Sunday, December 5, 2010

Critical Reading Response #4

Alexandra Neel’s “The Photography of Antarctica:  Virginia Woolf’s Letters of Discovery” offers up specific scenes from Virginia Woolf’s To the Lighthouse in order to capture how these scenes speak in the language of photography, and in doing so, connect back to Woolf’s letters (diary entries, autobiographical writings, etc.), as well as their associations to historical moments of (attempted and/or successful) conquests and global exploration.  What emerges from Neel’s research is new, interconnected way of thinking about Woolf’s imagery and textual decisions in terms of craft:  Woolf’s use of photographic language in To the Lighthouse has the power to recall specific events in human history that lay outside of the narrative, fictional world Woolf has created.

For Neel, Mr. Ramsay’s musings in “The Window,” herald the polar expeditions of Scott and Shackleton.   When Mr. Ramsay mentally explores the workings of his mind, Woolf employs the language of photography, and in some passages, the photographic language is quite explicit, as if Woolf is prodding the reader to read her text as a series of still images that capture life.  Neel also connects Mr. Ramsay’s though processes to a particular genre/style of photography:  positivist photography, which is often paired with travel.  In addition, and perhaps most compelling for reading Mr. Ramsay’s character, is Neel’s connection between failed Antarctic expeditions (Ramsay sees himself as Scott) and Mr. Ramsay’s inability to think outside of a linear pattern.  In this, Neel refers to Mr. Ramsay’s thinking about thinking in terms of a piano’s keyboard and the alphabet.  While both are constructed of tinier units (notes, letters) which create the whole, most people use these components in concert to either play a song or write/speak/read.  Mr. Ramsay, as Neel notes, simply recites the alphabet in order (and in doing so, still cannot reach “R”) or plays the notes of a scale (instead of striking harmonious chords).  In this way, we see Mr. Ramsay’s limitations and his inability to function outside what is linear. 

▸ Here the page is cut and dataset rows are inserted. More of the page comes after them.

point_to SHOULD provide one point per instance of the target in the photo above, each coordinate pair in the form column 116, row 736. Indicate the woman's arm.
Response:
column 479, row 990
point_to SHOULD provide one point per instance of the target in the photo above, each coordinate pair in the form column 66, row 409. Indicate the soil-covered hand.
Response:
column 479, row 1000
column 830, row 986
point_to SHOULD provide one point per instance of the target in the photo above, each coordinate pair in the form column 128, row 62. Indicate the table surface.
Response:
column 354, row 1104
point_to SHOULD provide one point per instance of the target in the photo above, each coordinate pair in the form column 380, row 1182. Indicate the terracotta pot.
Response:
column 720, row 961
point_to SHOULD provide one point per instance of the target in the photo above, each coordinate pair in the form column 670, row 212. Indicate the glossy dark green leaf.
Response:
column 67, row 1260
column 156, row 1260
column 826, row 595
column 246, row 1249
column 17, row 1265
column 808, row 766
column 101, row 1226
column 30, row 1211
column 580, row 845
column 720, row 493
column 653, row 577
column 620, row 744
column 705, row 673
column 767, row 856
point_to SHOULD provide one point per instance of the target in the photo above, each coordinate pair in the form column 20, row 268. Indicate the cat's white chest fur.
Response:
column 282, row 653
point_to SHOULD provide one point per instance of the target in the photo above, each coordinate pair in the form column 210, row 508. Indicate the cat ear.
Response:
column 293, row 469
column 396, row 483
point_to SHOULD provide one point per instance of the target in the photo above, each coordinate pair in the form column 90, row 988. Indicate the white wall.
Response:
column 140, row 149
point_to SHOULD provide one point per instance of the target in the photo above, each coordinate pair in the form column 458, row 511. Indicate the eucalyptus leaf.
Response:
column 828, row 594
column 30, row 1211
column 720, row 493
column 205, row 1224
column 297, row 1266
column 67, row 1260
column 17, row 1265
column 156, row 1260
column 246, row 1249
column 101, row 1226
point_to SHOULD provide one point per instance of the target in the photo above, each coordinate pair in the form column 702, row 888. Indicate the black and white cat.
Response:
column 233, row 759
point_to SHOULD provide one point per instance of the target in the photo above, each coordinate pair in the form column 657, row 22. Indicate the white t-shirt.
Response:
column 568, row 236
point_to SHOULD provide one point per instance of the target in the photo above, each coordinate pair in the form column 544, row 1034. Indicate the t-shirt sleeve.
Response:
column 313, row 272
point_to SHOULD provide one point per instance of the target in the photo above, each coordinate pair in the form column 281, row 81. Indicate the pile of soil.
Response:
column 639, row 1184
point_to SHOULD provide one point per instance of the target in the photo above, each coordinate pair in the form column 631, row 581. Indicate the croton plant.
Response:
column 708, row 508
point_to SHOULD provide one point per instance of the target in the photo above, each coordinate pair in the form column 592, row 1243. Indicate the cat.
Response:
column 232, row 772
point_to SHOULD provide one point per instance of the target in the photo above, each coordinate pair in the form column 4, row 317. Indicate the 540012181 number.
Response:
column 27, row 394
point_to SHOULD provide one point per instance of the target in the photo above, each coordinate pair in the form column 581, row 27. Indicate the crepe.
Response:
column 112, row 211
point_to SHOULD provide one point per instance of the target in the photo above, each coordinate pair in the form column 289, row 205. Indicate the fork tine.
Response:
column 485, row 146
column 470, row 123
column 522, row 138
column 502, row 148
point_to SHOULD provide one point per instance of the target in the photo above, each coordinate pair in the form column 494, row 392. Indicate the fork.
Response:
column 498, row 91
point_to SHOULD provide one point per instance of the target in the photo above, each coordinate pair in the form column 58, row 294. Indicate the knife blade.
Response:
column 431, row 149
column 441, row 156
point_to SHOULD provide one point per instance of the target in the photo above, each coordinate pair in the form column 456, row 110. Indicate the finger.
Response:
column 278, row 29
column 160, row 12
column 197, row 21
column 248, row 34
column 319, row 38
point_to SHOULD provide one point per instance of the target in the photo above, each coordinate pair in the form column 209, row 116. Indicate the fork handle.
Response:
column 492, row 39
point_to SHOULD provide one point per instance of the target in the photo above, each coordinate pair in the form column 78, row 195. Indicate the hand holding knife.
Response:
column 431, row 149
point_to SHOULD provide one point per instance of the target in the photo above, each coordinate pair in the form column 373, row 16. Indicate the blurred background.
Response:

For Mrs. Ramsay, in contrast to Mr. Ramsay, Neel notes that Mrs. Ramsay’s writing references experimental photography.  In doing so, Mrs. Ramsay is posited as being a definite contrast to Mr. Ramsay:  Mrs. Ramsay can move beyond the linear.  Mrs. Ramsay can play a song, whereas Mr. Ramsay can only regurgitate scales.  And, as Lily Briscoe reveals, it is Mrs. Ramsay who makes life stand still, much like photographers do.  (Is there another connection to exploration, one that isn’t mentioned in Neel’s article?  As Dr. Sparks has pointed out, Lily Bristow and Leslie Stephen were both mountaineers during the 19th century.  There are numerous photographs of these Victorian mountain climbers.)

In “Time Passes,” Neel explores how the near absence of humans shows the pictures of the world after an empire is over.  In this section, Woolf and Neel both return to the ideas of exploration and conquest.  Here, Neel connects “Time Passes” (and Woolf’s diary entry in which she describes this passage as “eyeless”) to photograms (“cameraless photographs”) which are developed using light-and-photo-sensitive paper and, most often, sunlight or darkroom techniques.  As Neel divulges, humans are very nearly absent from “Time Passes” in such a way that reflects photograms.  Additionally, the need for light in order for photograms to develop is represented in “Time Passes;” light itself becomes a central figure in this section.  This section also redirects the reader’s attention to history through its use of icons of imperialism. 

Alexandra Neel’s article is fascinating and raises multiple questions of intrigue.  I personally wish I had read this article earlier in the semester.  I feel it could have potentially redirected my own research project.  


Work Cited:

Neel, Alexandra.  "The Photography of Antarctica:  Virginia Woolf's Letters of Discovery."  Woolf and the Art of Exploration:  Selected Papers from the 15th International Conference on Virginia Woolf.  Ed. Helen Southworth and Elisa Kay Sparks.  Clemson University Digital Press, 2006.  203-211.  Print.